What do you look for in a designer?: Yves Béhar and Josh Morenstein, Fuseproject
Yves Béhar is the founder of fuseproject, an integrated design agency dedicated to the development of the emotional experience of brands through story-telling. The diverse experience and mediums practiced by the fuseproject design teams span products, environments, graphics, packaging, apparel and strategy. Béhar's designs and creative positioning is contributing to areas as diverse as technology, furniture, sports, lifestyle and fashion, for clients such as Herman Miller, MINI, Nike, Cassina, Microsoft, Hussein Chalayan, Swarovski, Birkenstock, Toshiba, Sony, One Laptop Per Child, Target and Coca Cola.
Josh Morenstein is the design director of fuseproject, heading up the design studio and playing an active role in the creative direction of all projects. His category leading work for clients such as Lufthansa, Palm, Nokia, Epson, and Puma have established him as an expert in the marrying of form with function, and of brand with product. A second generation Industrial Designer, Josh has held senior positions at Frog Design and New Deal Design.
1. What do you look for when hiring a designer?
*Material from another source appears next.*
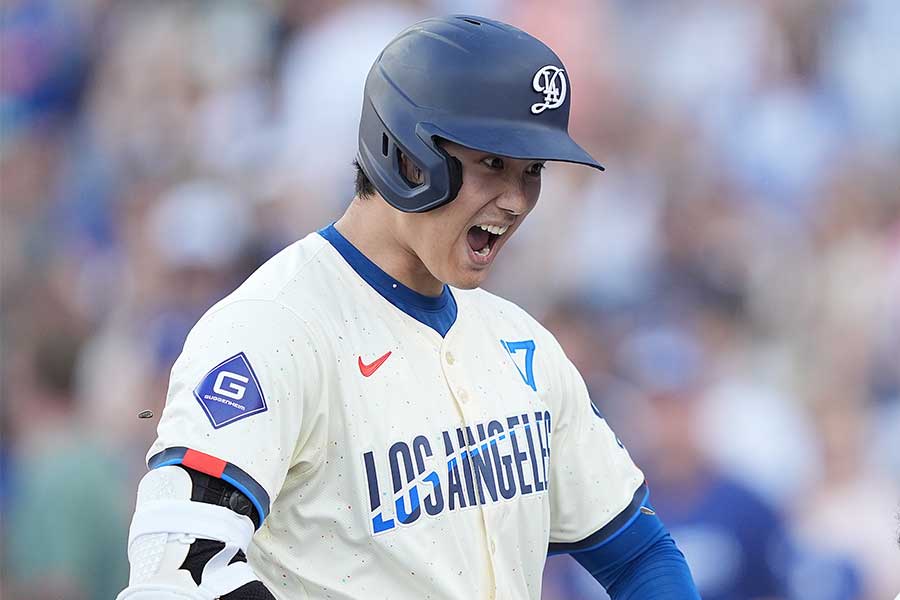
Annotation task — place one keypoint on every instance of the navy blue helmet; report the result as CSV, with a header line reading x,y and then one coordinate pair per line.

YVES: At fuseproject, I leave the responsibility of a first interview to the design director Josh Morenstein and some the senior designers and creative leaders. For me it is critical that the team feels right about a new designer coming in, from both an ability standpoint, and a personality standpoint.
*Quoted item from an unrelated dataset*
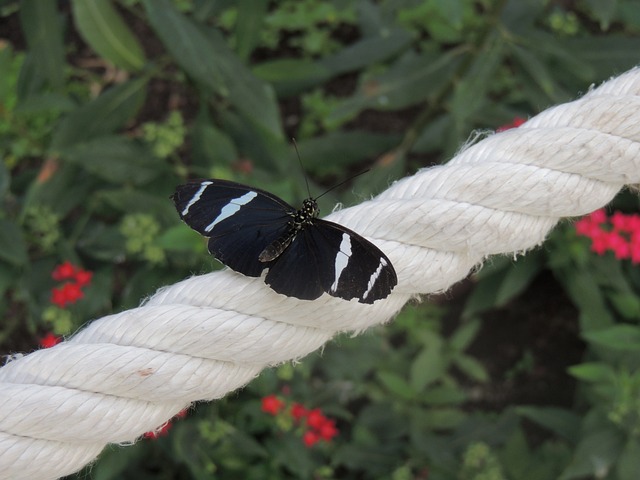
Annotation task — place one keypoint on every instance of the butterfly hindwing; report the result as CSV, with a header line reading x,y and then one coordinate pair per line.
x,y
335,260
240,221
When I come in on the second interview, I assume the team feels strongly that the person is a good designer, and that the skills are impressive. My personal interest is to find somebody who will bring something new to the mix--this is critical as the team is very diverse. That unique trait can be a skill that clearly jumps out of the portfolio, a willingness to explore and experiment in areas we are not participating in yet but would like to, an area of personal interest and insight which could translate into an interesting design approach.
JOSH: We're very hands on here: sketching, sewing, building...much of our design work takes experimentation. I'm always looking out for a portfolio that exhibits this type of interest or capacity. Also, I'm drawn to dynamic people--the ability to communicate not just visually but verbally is key.
2. Is there a particular "tell" that signals a good or bad fit?
YVES: This might be useful: Somebody showing up in a 3-piece suit and tie...somebody showing up in flip-flops...somewhere in the middle is right.
JOSH: I especially look for people who wear a 3 piece suit with flip-flops.
3. What is your best interview horror story?
YVES: One guy showed up with 3 of fuseproject's portfolio products perfectly replicated in 3-D, it was so accurate, even though it was modeled after images. At first I was scared...and then we hired him because of the valuable 3-D skill!
JOSH: Most interviews are pretty 'normal.' That said, I remember early in my career when I went in for an interview late one afternoon. They hired me on the spot and 'asked' if I could work that day. My first day turned into my first morning. I left that interview at 5am the next day.
4. What is the single most valuable piece of advice you could give to those on the hunt?
YVES: Have a point of view that translates into your work. Engage into a dialogue, not a diatribe.
JOSH: Be able to talk about and show excitement for your work; If you're not excited about it, we probably won't be either.